In many organisations, operations knowledge nominally sits with the team but in practice rides on the shoulders of a few senior engineers. Runbooks may be written, alarms may be defined, an on-call rotation may even exist; but when a real incident lands, deciding which signal matters, which service should be throttled first and how to ask for help from which team still routes back to the same people. The sustainable answer to this is not just more documentation; it is skill transfer supported by shadow on-call.
Why is shadow on-call necessary?
Because production knowledge is heavily context-bound. Understanding what a log line is really saying, telling apart which alarm is noise, or sensing when to call a rollback is not learned by reading a document. Operations culture forms when you are exposed to the actual flow of events.
Shadow on-call closes this gap:
- The senior engineer runs the production response.
- A less experienced engineer follows the same flow live.
- The reasoning behind decisions is verbalised in the moment.
- A short learning loop is closed after the response.
This model is more than “sitting next to someone and watching”; it is a deliberate teaching design.
What is the right framing for a technical leader?
I prefer to think of shadow on-call in three phases:
- Preparation: system topology, alarm sources and the escalation path are walked through.
- Companion phase: during real events, the shadow engineer follows the decision flow live.
- Handover: in low-risk events, the first response is initiated by the shadow engineer.
Each of these phases needs explicit expectations. Otherwise the process drifts into passive observation and skill transfer stays limited.
Why is writing runbooks alone not enough?
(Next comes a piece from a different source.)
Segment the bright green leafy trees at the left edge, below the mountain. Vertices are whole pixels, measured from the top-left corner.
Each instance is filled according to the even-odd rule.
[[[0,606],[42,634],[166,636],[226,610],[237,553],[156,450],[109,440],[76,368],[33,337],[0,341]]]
Because a good runbook captures the visible steps, not the invisible reasoning. During an incident, a technical leader is evaluating several things at once:
- Does this alarm have business impact?
- Could this be the first sign of a wider chain of symptoms?
- Should third-party teams be involved now or later?
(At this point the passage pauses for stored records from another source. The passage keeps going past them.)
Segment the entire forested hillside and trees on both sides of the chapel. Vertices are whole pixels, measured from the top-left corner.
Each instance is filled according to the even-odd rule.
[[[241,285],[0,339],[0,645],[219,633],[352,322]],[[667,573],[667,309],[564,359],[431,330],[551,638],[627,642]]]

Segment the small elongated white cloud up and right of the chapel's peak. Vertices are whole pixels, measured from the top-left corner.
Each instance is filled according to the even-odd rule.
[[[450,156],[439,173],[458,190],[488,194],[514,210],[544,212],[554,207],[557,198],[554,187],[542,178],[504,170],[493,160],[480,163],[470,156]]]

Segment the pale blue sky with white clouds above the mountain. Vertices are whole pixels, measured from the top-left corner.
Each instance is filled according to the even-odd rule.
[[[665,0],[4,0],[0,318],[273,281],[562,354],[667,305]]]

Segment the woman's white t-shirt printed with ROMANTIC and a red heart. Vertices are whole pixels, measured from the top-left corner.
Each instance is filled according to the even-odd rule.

- Is rolling back, or throttling traffic, the safer move?
This chain of reasoning can be written down, but it only sinks in when it is lived together. That is why shadow on-call sits at the intersection of mentorship and operations.
What is the effect on team processes?
When shadow on-call is set up well, three important results show up:
- The on-call load lifts off a single person and gets distributed more fairly.
- Incident communication becomes more standardised.
- The senior engineer’s internal decision model becomes visible.
At enterprise scale, this is not just a training programme; it is an operational capacity multiplier. As the team grows, the most expensive resource is no longer an expert’s time, it is the ability to replicate that expertise.
Which metrics actually mean something?
Measuring this model only by “how many people have been added to the rotation” is misleading. More useful indicators are:
- The first-correct-response rate on low- and medium-risk incidents
- Average time to escalation
- The quality of new decision notes added to runbooks
- The number of engineers who can draw independent conclusions in post-incident retrospectives
These metrics give a much better view of whether knowledge is actually being transferred.
Why does the technical leader’s language matter?
Skill transfer is not just task transfer; it is trust transfer. If the senior engineer always finishes the response themselves, the team stays dependent on them. If they open up a controlled risk surface instead, the team grows. That is why a technical leader should speak in sentences like these:
- “You build the first hypothesis, I’ll validate.”
- “Walk me through why you classified this alarm as low priority.”
- “You write the response here, and I’ll do the final check.”
This approach preserves mentorship and operational safety at the same time.
Conclusion
In technical leadership, shadow on-call and skill transfer are not just a way of growing junior engineers. The model directly shapes incident quality, on-call sustainability and operations culture. Teams where knowledge is not stuck in a few senior heads do not just build more resilient systems; they also build more teachable ones.